Die Friedrich-Ebert-Brücke über den Rhein in Bonn, die Teil der Autobahn 565 ist, wurde am heutigen Nachmittag um 15 Uhr für den gesamten Verkehr vollständig gesperrt. Grund sind strukturelle Schäden am Tragwerk, die bei aktuellen Prüfungen festgestellt wurden. Die Sperrung bleibt bis auf Weiteres bestehen, wie die Autobahn GmbH mitteilte.

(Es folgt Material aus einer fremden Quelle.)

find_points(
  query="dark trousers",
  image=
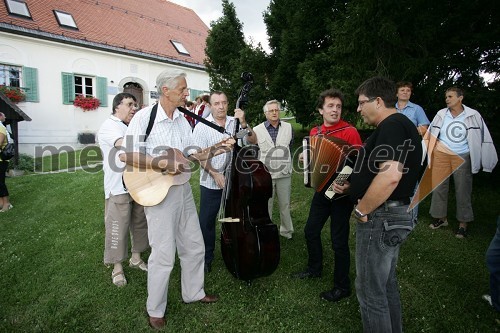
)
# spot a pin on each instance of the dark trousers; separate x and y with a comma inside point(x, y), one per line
point(3, 188)
point(339, 211)
point(209, 208)
point(493, 263)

Wichtigste Ost-West-Verbindung betroffen
Die Brücke ist die zentrale Ost-West-Verbindung für die Region Bonn/Rhein-Sieg. Täglich nutzten bis zu 100.000 Fahrzeuge das Bauwerk, bevor im Februar bereits ein LKW-Fahrverbot für Fahrzeuge über 7,5 Tonnen verhängt wurde. „Die Sicherheit der Menschen, die täglich über diese Brücke fahren, ist nicht verhandelbar“, erklärte Dirk Brandenburger, technischer Geschäftsführer der Autobahn GmbH. Die Sperrung werde erhebliche Auswirkungen auf den Verkehr in der Region haben, doch seien in Abstimmung mit den Behörden Ausweichrouten vorbereitet worden.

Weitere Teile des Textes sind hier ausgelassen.